Understanding comes not from exposure, but from reconstruction.
Unlearning OOP to actually understand design
In my OOP course, I could solve problems and pass tests, but I didn’t understand why systems were designed a certain way. So I took a different route—I abandoned the top-down teaching approach and rebuilt my understanding bottom-up. I experimented with hundreds of designs, analyzed why they failed, and gradually internalized good design principles. I didn’t top the course, but I learned something far more useful.
Not all metrics are signals. Not everything that matters is measurable.
Leading under constraint: 8 hours, 11 strangers
At the Lumen Hackathon, I led a team of 11 randomly assigned participants.
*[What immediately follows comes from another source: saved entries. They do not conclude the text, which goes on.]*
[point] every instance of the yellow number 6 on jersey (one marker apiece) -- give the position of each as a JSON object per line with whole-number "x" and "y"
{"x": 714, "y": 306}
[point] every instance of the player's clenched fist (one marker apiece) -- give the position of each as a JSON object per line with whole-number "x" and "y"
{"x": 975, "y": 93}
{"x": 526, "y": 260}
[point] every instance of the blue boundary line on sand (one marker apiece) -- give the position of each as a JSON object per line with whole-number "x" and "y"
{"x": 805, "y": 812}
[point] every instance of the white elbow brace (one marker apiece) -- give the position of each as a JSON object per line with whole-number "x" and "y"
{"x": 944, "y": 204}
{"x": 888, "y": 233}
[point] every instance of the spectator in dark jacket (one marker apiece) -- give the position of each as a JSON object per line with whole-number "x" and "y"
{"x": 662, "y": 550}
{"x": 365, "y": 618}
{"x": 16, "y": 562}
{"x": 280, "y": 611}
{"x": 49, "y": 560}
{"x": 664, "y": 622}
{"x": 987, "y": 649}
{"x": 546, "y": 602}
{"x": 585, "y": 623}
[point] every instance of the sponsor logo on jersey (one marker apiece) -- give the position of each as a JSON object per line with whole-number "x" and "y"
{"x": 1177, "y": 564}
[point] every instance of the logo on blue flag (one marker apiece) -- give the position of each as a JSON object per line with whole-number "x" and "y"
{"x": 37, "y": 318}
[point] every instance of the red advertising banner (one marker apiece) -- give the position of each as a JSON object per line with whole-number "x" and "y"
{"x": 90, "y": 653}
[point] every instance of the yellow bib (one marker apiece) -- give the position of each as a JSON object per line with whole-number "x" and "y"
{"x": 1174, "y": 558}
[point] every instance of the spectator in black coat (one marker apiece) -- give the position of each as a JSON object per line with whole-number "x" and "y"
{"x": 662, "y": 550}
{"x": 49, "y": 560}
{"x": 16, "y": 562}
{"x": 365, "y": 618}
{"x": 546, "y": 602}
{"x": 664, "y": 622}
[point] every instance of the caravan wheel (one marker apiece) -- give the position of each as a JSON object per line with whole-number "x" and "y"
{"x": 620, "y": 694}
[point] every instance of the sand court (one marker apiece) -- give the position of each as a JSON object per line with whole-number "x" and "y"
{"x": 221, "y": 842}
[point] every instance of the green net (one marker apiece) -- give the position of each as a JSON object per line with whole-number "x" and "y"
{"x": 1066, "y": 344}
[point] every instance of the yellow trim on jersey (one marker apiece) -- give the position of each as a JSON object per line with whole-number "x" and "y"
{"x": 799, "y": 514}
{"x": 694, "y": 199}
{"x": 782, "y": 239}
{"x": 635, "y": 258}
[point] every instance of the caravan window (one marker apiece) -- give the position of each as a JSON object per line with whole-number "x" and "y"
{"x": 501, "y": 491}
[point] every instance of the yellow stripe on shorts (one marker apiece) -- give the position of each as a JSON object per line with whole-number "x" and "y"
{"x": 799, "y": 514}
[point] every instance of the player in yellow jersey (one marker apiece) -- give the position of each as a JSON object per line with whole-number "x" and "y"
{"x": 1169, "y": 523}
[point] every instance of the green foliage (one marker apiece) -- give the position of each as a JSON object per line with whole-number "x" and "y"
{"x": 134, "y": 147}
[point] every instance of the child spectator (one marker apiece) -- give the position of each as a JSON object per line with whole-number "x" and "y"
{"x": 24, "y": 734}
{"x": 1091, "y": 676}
We had 8 hours to design, build, and present a full-stack system. I focused on coordination, accountability, and clear communication, while contributing to backend and CI/CD. We shipped just minutes before the deadline and secured 3rd place—something we didn’t expect.
Leadership is less about control and more about clarity under pressure.
Challenging assumptions in research
I proposed an ML research idea that was initially dismissed as impractical. Instead of arguing, I built a working prototype in a week and followed it up with a structured explanation backed by literature. It took effort, but it changed the conversation. The idea was eventually accepted.
If an idea seems unreasonable, make it concrete.
I expect this section to keep evolving as I encounter better problems.